Mais le plus important reste sûrement que la réalisation de ce serious game a été accompagnée d’un travail de recherche avec Fabien Fenouillet, docteur en psychologie, afin de mesurer les dimensions psychologiques mises en scène. Si chacun se fait «?attraper?» en suivant les personnages de cette équipe c’est qu’on les côtoie quotidiennement.

Le déploiement
Le déploiement de ce serious game ne s’est pas fait seul. Il est accompagné d’un dispositif plus large qui propose différents niveaux d’action. Le premier niveau consiste en une série de conférences sur site. Pendant deux heures, à partir du serious game, chacun peut aller plus loin en comprenant de manière plus approfondie le circuit du stress propre à chaque type.
Certaines personnes sont satisfaites de ce niveau de lecture mais d’autres veulent aller plus loin encore. Dans ce cas, deux options s’offrent à elles. Elles peuvent participer à un atelier limité à six personnes dans lequel elles peuvent travailler sur une situation stressante spécifique.

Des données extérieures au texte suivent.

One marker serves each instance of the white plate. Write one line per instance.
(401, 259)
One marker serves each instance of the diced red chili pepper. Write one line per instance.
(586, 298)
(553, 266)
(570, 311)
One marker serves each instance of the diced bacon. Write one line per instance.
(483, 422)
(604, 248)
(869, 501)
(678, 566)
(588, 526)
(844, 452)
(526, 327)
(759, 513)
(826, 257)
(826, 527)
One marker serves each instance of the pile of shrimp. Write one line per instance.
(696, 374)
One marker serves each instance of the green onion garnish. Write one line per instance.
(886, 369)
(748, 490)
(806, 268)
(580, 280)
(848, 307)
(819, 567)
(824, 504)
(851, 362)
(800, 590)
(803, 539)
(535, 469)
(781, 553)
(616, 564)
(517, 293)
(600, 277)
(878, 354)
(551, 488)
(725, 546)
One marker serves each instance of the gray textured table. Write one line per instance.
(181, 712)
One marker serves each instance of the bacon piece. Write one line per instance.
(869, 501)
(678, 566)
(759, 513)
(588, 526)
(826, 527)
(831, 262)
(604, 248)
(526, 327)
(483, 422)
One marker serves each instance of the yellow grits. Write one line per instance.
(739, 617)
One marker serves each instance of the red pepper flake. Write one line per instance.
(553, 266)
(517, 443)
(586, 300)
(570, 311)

Cette solution est adaptée aux personnes qui n’ont pas réussi à faire les liens entre leur cas et les explications sur les processus du stress. Si elles sont plus intéressées par le stress relationnel, une formation pour mieux se comprendre et mieux comprendre la relation à l’autre est proposée. À l’issue de ces actions, chacun reçoit un livre qui reprend les concepts développés durant les formations.

Retour d’expérience
Le premier constat est que la grande majorité des personnes qui ont participé aux conférences ou aux formations retournent ensuite parcourir le serious game. La cohérence du dispositif se trouve donc validée. Le deuxième constat est que cette approche des risques psychosociaux répond à une vraie demande.

En effet, ce sont plusieurs centaines de personnes qui chaque année assistent aux conférences ou s’inscrivent aux formations après avoir suivi le serious game. Ce phénomène ne montre pas d’essoufflement pour le moment. Il donne également un indicateur fort en montrant qu’il est possible d’apporter une réponse concrète aux salariés tout en répondant aux obligations légales. Le dernier constat n’a pas encore été réalisé chez Natixis mais au sein de la société LFB (laboratoire pharmaceutique), qui souhaite mesurer l’impact de ces mêmes formations chez ses salariés.

Si le résultat de l’enquête n’est pas encore connu, en revanche, nous avons les retours du groupe pilote qui a été constitué pour concevoir le questionnaire de satisfaction. Étonnamment, les témoignages indiquent que les effets se font sentir environ un an après les formations. Les personnes qui ont suivi la formation récemment (deux ou trois mois), ne les ressentent pas encore. Ces témoignages indiquent une plus grande capacité à prendre du recul, une amélioration des relations, une plus grande facilité à mettre des limites entre vie personnelle et vie professionnelle et une meilleure gestion des conflits.

Ces expériences montrent qu’il est possible d’apporter des solutions originales et concrètes pour faire face aux risques psychosociaux.